17. Summary


The cliff-walking task (Sutton and Barto, 2017)

The cliff-walking task (Sutton and Barto, 2017)

### Temporal-Difference Methods

  • Whereas Monte Carlo (MC) prediction methods must wait until the end of an episode to update the value function estimate, temporal-difference (TD) methods update the value function after every time step.

### TD Control

  • Sarsa(0) (or Sarsa) is an on-policy TD control method. It is guaranteed to converge to the optimal action-value function q_*, as long as the step-size parameter \alpha is sufficiently small and \epsilon is chosen to satisfy the Greedy in the Limit with Infinite Exploration (GLIE) conditions.
  • Sarsamax (or Q-Learning) is an off-policy TD control method. It is guaranteed to converge to the optimal action value function q_*, under the same conditions that guarantee convergence of the Sarsa control algorithm.
  • Expected Sarsa is an on-policy TD control method.

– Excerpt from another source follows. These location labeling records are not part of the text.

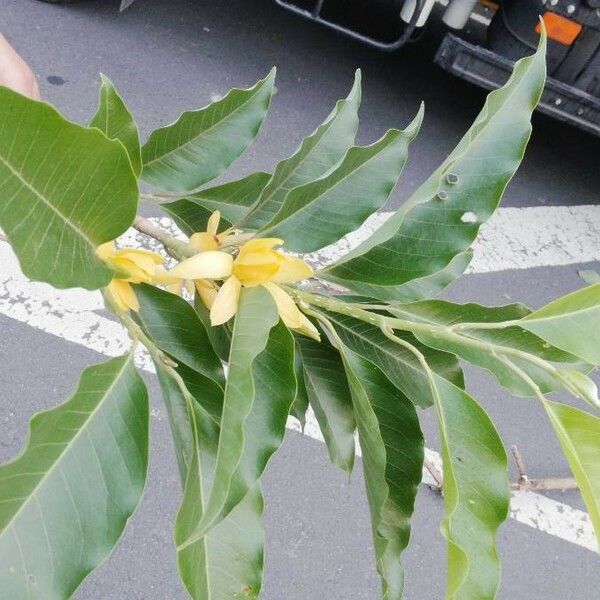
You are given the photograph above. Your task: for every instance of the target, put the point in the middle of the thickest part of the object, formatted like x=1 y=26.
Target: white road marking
x=515 y=238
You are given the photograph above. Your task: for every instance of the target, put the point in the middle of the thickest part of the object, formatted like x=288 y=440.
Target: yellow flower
x=210 y=239
x=132 y=266
x=204 y=241
x=259 y=264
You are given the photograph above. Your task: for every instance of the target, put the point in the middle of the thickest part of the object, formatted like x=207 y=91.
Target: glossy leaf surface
x=201 y=144
x=64 y=190
x=442 y=218
x=329 y=396
x=232 y=200
x=391 y=445
x=309 y=217
x=318 y=152
x=65 y=501
x=115 y=121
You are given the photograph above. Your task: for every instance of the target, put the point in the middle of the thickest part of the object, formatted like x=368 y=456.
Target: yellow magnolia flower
x=211 y=239
x=259 y=264
x=204 y=241
x=132 y=266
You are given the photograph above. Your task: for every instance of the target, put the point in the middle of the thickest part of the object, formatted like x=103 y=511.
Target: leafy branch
x=363 y=360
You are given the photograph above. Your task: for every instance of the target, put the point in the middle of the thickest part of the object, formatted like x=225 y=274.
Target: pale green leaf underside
x=65 y=501
x=579 y=435
x=487 y=347
x=416 y=289
x=64 y=190
x=201 y=144
x=227 y=563
x=397 y=363
x=476 y=495
x=571 y=323
x=176 y=329
x=255 y=318
x=115 y=121
x=442 y=218
x=330 y=399
x=317 y=154
x=361 y=184
x=228 y=557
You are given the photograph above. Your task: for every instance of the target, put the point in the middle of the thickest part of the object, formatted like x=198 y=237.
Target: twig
x=177 y=248
x=559 y=484
x=544 y=484
x=437 y=477
x=523 y=479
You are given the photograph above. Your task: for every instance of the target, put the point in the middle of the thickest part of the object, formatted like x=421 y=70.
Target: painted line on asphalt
x=515 y=238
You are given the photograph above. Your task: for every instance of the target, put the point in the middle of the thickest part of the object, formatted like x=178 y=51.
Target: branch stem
x=177 y=248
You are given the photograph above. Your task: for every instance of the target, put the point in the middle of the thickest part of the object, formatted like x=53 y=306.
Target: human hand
x=15 y=72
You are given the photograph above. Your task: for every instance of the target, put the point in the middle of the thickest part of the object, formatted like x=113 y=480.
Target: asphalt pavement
x=167 y=56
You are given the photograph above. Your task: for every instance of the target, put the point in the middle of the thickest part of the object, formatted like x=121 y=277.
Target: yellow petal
x=292 y=269
x=123 y=295
x=140 y=256
x=204 y=241
x=207 y=292
x=255 y=274
x=105 y=251
x=206 y=265
x=212 y=226
x=226 y=301
x=308 y=329
x=260 y=245
x=288 y=311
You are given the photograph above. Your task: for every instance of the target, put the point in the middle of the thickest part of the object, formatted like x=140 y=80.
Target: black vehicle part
x=373 y=22
x=512 y=34
x=490 y=70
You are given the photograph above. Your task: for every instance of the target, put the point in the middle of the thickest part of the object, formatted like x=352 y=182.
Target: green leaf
x=309 y=218
x=220 y=335
x=240 y=458
x=65 y=190
x=579 y=435
x=301 y=403
x=476 y=493
x=392 y=451
x=116 y=122
x=227 y=562
x=65 y=501
x=232 y=199
x=420 y=288
x=590 y=276
x=201 y=144
x=329 y=396
x=264 y=428
x=489 y=348
x=398 y=364
x=175 y=328
x=318 y=153
x=442 y=218
x=570 y=323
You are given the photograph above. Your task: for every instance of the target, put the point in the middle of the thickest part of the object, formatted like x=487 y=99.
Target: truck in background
x=512 y=29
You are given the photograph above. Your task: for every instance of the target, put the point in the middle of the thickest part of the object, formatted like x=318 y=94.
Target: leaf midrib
x=337 y=183
x=68 y=445
x=46 y=202
x=263 y=201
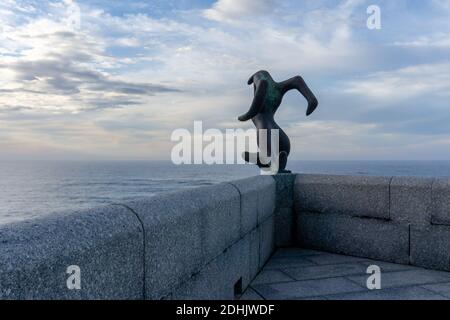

It is guaranteed to converge to the optimal action value function q_*, under the same conditions that guarantee convergence of Sarsa and Sarsamax.

### Analyzing Performance

  • On-policy TD control methods (like Expected Sarsa and Sarsa) have better online performance than off-policy TD control methods (like Q-learning).
  • Expected Sarsa generally achieves better performance than Sarsa.